Concurrently, institutional adoption is pivoting toward 'agentic AI'—autonomous systems capable of negotiation and transaction. Gartner projections indicate substantial capital expenditure in this domain, with an estimated $376.3 billion by 2027. While some executives, such as those at Sanofi and Ordnance Survey, argue that these tools facilitate productivity gains and the creation of novel professional roles, a significant proportion of businesses piloting these capabilities report workforce reductions. This suggests a bifurcation in outcomes based on the complexity of the professional role; tasks that are readily summarizable are deemed high-risk for displacement.
與此同時,機構採用方向正轉向「代理 AI」——即能夠進行協商與交易的自主系統。Gartner 預測該領域將有大量資本支出,到 2027 年估計將達 3,763 億美元。雖然部分高階主管(如 Sanofi 和 Ordnance Survey 的主管)認為這些工具能促進生產力提升並創造新型專業職位,但相當比例試行這些功能的企業報告了人力削減。這顯示出結果根據專業角色的複雜程度而分叉;易於總結的任務被認為失業風險較高。
Strategic shifts are also emerging at the executive level. Microsoft CEO Satya Nadella has advocated for a democratization of AI, criticizing the concentration of power within a few 'frontier model' providers. Nadella proposes a transition toward lower-cost, commoditized models and a reorganization of labor rather than wholesale elimination. However, the integrity of the underlying technology is facing a systemic threat. Reports indicate that contracted data trainers are increasingly utilizing LLMs to generate training data, a practice that risks 'model collapse' or 'AI cannibalism,' wherein recursive training on synthetic data degrades the functional utility of the models.
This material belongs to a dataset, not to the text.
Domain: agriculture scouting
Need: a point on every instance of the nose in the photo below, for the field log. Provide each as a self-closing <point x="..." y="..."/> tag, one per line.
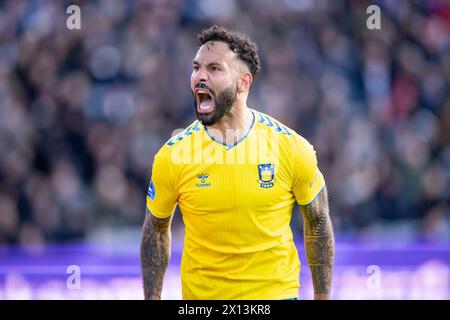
<point x="200" y="76"/>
執行層面也正出現戰略轉移。微軟執行長 Satya Nadella 主張 AI 民主化,批評權力集中在少數幾個「前沿模型」供應商手中。Nadella 建議轉向成本較低、商品化的模型,並對勞動力進行重新組織而非全面淘汰。然而,底層技術的完整性正 facing 系統性威脅。報告指出,承包的數據訓練員日益利用 LLM 生成訓練數據,這種做法面臨「模型崩潰」或「AI 同類相食」的風險,即對合成數據的遞迴訓練會降低模型的功能實用性。
Conclusion
The AI landscape remains volatile, characterized by a conflict between corporate efforts to commoditize the technology and a public increasingly skeptical of the motives of the tech elite.
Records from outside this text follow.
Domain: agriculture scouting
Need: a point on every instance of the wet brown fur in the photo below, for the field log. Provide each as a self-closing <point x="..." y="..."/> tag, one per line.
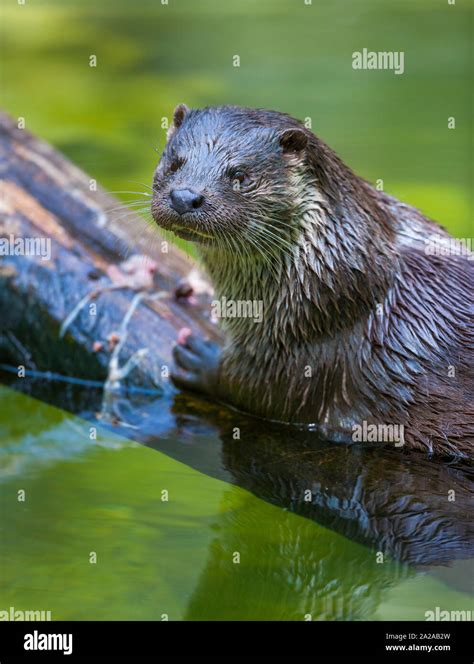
<point x="360" y="322"/>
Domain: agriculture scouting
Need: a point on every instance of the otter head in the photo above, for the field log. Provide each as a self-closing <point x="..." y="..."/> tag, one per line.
<point x="225" y="175"/>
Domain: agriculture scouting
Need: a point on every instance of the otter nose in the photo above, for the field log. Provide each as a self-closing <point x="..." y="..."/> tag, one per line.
<point x="185" y="200"/>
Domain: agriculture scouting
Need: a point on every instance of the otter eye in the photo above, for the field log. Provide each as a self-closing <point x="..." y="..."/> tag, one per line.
<point x="238" y="178"/>
<point x="175" y="164"/>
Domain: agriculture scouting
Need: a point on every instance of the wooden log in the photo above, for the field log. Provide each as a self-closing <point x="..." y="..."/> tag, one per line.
<point x="387" y="500"/>
<point x="48" y="200"/>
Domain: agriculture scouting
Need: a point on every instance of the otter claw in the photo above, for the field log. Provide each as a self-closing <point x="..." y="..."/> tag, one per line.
<point x="196" y="364"/>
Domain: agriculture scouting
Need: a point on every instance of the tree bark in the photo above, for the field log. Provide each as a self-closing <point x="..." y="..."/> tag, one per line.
<point x="44" y="196"/>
AI 格局依然動盪,其特徵在於企業試圖將技術商品化,而公眾對科技精英的動機則日益懷疑。
Vocabulary Learning
The Architecture of Intellectual Detachment
To bridge the gap from B2 to C2, a student must move beyond describing a situation and begin conceptualizing it. The provided text is a masterclass in Nominalization and Abstract Synthesis.
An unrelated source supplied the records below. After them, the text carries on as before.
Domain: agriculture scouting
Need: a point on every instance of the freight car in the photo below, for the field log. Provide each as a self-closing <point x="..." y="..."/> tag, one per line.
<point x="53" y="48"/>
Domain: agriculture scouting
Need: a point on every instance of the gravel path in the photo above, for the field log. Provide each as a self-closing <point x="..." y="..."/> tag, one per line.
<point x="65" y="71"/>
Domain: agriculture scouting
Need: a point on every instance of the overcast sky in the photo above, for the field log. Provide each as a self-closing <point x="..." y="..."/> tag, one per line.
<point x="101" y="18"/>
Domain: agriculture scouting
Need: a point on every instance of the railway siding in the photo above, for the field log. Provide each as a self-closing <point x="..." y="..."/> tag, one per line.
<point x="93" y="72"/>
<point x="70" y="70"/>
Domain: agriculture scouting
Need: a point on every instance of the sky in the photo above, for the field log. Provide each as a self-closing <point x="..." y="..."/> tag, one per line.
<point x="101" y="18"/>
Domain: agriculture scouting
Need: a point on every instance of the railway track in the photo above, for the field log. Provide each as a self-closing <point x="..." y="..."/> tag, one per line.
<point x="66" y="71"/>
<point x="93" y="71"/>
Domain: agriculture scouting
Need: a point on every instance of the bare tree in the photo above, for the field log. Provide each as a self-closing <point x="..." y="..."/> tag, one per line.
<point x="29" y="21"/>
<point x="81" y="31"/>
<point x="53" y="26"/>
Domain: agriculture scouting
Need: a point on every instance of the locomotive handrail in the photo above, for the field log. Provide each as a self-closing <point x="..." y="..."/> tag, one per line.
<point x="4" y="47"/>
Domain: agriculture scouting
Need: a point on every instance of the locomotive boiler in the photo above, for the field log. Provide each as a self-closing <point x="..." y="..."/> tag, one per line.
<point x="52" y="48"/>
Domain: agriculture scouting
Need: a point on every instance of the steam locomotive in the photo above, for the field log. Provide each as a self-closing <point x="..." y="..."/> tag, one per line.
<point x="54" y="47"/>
◈ The 'C2 Pivot': From Action to Concept
B2 students typically rely on verbs to drive a narrative ("Companies are integrating AI aggressively, but people are starting to dislike it"). C2 mastery, however, transforms these actions into static nouns (concepts), allowing the writer to manipulate complex ideas as single units of thought.
Analyze this transformation from the text:
*"...a tension between aggressive corporate integration and a growing societal backlash..."
Instead of saying "Corporations are integrating AI and society is reacting badly," the author uses "corporate integration" and "societal backlash." This shifts the focus from the people doing the acting to the phenomenon itself.
◈ Lexical Precision: The 'High-Utility' Abstract
Notice the use of "Bifurcation" and "Divergence."
- B2 approach: "The results were different for different people."
- C2 approach: "This suggests a bifurcation in outcomes..."
Bifurcation doesn't just mean 'division'; it implies a splitting into two distinct, often opposing, branches. This level of precision is what examiners look for in the CPE (Certificate of Proficiency in English).
◈ The Power of the 'Modifier-Noun' Cluster
C2 prose often utilizes dense clusters of adjectives and nouns to encapsulate an entire theory in three words.
| The Cluster | The Deconstructed Meaning |
|---|---|
| Existential apprehension | A deep-seated fear that our very existence or nature is threatened. |
| Strategic narrative | A story told deliberately to manipulate a specific perception for gain. |
| Systemic threat | A danger that doesn't just affect one part, but the entire structure of the system. |
Scholarly Insight: By stripping away the "subject-verb-object" simplicity and replacing it with nominalized clusters, the author achieves an Academic Distance. This distance signals objectivity and intellectual authority, moving the prose from 'reporting' to 'analyzing'.